In December 2016, the Lewy Body Dementia Association (lbda.org) hosted a one-hour webinar with Brad Boeve, MD, behavioral neurologist at Mayo Rochester, on the topic of management of Dementia with Lewy Bodies. Note that Dr. Boeve’s presentation was tailored to healthcare professionals.
Dr. Boeve detailed the pathology, neurotransmitters, six symptom groups (cognitive, sleep, autonomic, senseory, motor, and neuro-psychiatric), medications, disease progression, and current research.
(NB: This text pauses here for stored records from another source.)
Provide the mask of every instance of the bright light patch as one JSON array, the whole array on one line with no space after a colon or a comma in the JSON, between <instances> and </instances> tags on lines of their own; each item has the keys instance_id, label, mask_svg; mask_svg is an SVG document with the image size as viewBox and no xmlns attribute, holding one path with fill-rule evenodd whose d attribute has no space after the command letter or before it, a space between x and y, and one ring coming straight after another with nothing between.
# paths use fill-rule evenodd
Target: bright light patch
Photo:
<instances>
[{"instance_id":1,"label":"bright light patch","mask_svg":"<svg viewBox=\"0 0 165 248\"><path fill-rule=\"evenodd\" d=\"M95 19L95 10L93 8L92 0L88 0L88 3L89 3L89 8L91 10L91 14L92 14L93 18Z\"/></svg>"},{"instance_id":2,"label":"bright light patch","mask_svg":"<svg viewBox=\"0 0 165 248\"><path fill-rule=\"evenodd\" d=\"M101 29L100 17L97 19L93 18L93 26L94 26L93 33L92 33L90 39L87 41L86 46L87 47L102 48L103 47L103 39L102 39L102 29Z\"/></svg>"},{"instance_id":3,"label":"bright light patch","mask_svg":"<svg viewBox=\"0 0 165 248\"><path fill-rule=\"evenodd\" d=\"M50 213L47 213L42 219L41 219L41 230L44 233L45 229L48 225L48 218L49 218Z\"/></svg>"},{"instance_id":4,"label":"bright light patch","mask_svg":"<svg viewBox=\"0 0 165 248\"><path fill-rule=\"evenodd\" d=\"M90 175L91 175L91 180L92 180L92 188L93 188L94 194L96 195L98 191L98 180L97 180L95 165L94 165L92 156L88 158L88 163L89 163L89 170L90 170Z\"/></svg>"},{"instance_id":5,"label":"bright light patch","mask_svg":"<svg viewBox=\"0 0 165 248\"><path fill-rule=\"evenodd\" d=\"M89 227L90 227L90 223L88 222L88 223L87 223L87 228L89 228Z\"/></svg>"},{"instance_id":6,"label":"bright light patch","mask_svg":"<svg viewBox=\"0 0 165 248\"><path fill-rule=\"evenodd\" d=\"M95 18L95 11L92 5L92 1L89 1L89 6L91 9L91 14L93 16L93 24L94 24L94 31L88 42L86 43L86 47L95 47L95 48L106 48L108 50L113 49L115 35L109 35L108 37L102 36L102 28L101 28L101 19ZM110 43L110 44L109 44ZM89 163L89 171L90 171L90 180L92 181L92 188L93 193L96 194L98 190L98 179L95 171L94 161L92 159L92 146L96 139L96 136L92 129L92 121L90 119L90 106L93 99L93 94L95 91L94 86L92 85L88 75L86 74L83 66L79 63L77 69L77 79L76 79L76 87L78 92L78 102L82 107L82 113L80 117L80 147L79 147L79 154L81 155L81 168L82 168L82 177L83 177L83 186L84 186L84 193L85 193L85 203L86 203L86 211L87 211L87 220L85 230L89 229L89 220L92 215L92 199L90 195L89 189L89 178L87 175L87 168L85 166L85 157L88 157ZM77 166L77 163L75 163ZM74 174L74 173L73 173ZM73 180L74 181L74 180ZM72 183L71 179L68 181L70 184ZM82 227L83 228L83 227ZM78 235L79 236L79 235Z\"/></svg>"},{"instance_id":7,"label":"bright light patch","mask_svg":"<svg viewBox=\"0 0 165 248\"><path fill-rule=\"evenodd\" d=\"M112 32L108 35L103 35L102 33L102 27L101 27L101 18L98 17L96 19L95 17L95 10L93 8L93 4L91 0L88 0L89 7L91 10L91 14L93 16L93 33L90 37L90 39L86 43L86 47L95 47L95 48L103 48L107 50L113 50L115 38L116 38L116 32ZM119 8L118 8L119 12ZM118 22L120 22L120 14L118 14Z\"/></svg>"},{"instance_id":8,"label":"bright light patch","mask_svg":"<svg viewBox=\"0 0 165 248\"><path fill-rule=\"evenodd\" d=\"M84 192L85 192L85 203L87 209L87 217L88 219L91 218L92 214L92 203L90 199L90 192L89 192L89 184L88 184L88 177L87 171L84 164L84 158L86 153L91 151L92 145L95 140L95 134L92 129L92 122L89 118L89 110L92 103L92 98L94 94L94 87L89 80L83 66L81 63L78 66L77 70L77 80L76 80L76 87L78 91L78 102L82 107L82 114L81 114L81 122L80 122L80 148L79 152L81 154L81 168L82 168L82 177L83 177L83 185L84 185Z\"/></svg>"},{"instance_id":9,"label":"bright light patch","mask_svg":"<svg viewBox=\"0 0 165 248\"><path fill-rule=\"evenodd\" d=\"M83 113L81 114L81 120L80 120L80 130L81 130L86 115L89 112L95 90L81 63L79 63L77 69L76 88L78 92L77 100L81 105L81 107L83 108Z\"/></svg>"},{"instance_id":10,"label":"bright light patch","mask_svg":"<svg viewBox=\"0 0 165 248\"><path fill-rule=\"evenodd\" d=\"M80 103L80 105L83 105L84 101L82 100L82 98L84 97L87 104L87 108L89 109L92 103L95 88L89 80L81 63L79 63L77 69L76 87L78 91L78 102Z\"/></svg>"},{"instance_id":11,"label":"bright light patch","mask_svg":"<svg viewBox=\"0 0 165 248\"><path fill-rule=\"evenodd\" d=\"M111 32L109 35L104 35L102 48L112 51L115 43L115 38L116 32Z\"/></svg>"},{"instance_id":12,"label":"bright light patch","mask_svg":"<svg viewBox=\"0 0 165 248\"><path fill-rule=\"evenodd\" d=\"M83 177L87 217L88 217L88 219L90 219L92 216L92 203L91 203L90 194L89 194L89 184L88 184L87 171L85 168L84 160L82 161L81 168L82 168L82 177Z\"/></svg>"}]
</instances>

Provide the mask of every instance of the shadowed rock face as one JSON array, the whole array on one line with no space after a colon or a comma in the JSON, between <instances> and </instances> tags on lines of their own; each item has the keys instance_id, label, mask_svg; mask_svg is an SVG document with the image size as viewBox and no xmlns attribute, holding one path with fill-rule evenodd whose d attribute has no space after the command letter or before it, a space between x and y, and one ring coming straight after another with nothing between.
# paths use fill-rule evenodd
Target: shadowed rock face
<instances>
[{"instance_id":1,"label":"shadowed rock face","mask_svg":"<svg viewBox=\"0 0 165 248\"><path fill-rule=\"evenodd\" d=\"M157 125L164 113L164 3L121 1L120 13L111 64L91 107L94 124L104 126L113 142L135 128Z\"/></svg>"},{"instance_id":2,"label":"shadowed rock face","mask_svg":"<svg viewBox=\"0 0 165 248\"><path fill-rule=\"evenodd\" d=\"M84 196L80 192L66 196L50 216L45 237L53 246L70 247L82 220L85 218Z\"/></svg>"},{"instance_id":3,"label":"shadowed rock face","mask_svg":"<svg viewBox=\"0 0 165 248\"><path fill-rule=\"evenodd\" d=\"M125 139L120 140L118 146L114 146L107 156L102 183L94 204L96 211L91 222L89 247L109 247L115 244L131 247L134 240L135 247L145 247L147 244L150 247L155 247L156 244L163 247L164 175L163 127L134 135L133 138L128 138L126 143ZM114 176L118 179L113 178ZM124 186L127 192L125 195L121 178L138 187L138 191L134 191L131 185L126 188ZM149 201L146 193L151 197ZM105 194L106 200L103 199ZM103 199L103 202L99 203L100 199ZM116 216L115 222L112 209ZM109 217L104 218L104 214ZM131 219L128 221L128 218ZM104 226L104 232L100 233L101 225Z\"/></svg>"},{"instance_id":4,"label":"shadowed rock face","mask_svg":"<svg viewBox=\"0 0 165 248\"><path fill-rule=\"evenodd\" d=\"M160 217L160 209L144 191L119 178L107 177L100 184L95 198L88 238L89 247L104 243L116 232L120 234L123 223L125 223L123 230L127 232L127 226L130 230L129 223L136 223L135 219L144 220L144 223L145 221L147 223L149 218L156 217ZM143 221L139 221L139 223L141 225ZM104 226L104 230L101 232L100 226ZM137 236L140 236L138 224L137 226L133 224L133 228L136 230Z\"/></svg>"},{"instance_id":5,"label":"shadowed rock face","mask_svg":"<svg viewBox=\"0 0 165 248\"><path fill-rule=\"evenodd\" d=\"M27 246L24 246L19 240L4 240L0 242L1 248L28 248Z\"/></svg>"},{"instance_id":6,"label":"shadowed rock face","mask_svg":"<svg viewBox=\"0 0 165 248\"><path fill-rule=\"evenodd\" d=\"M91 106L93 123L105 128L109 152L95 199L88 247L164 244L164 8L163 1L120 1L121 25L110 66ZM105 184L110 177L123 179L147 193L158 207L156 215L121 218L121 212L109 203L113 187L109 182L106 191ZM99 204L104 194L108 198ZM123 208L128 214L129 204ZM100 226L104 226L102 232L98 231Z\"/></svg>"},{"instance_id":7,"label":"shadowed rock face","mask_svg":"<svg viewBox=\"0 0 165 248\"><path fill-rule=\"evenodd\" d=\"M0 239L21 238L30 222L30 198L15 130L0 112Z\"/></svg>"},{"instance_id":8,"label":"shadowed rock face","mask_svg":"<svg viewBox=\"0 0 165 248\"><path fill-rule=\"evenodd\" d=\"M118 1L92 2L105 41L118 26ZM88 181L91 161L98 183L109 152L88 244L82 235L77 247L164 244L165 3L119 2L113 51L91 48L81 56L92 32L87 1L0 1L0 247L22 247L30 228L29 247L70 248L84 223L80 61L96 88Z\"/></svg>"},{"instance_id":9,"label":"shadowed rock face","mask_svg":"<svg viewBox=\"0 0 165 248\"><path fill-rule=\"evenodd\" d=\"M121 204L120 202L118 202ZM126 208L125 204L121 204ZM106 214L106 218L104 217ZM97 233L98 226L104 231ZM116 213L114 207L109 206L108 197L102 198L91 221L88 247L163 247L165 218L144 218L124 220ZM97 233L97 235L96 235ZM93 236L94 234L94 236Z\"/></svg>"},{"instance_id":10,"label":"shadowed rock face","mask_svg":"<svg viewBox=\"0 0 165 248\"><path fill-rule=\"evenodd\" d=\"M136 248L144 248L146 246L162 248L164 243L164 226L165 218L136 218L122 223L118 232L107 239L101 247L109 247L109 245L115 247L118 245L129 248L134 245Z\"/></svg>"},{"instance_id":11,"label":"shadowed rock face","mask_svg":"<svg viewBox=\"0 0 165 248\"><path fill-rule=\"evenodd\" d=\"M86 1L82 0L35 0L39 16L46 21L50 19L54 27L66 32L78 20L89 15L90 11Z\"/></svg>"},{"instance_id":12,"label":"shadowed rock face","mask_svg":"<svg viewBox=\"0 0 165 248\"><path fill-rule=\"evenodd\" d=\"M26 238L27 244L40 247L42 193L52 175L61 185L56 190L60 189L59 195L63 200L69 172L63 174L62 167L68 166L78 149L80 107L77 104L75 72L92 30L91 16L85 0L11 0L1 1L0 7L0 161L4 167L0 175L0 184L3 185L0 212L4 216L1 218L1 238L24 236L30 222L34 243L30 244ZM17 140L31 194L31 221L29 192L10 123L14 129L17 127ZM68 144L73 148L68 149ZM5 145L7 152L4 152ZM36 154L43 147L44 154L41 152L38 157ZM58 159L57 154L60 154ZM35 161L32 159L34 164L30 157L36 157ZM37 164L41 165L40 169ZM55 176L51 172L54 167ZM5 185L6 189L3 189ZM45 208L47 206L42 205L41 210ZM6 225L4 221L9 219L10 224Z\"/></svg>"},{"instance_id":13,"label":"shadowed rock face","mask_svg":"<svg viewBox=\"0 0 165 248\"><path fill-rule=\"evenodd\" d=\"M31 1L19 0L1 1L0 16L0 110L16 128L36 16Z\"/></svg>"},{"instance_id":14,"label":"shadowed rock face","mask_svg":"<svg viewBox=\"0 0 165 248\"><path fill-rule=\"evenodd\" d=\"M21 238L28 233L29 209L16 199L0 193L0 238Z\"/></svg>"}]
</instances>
The webinar ended with a short question-and-answer period.
The webinar was recorded and the video is available on the LBDA’s youtube site:
Comprehensive Approach to DLB Management
Speaker: Brad Boeve, MD
LBDA Webinar, December 5, 2016
www.youtube.com/watch?v=J-0jmH1tInU&feature=youtu.be
Note that Dr. Boeve uses the term Dementia with Lewy Bodies (DLB) throughout his talk. DLB and Parkinson’s Disease Dementia (PDD) are part of the spectrum of Lewy Body Dementia (LBD).
I watched the webinar, and thought it was terrific.
In my opinion, the best graphic is the busy slide shown at the 35:33 time marker. It lists “features” (symptoms) such as cognitive impairment, neuro-psychiatric features, parkinsonism, etc. And it lists medication classes such as AChEIs, memantime, SSRIs, etc. Dr. Boeve indicates whether there is optimism or caution about each medication class for each symptom.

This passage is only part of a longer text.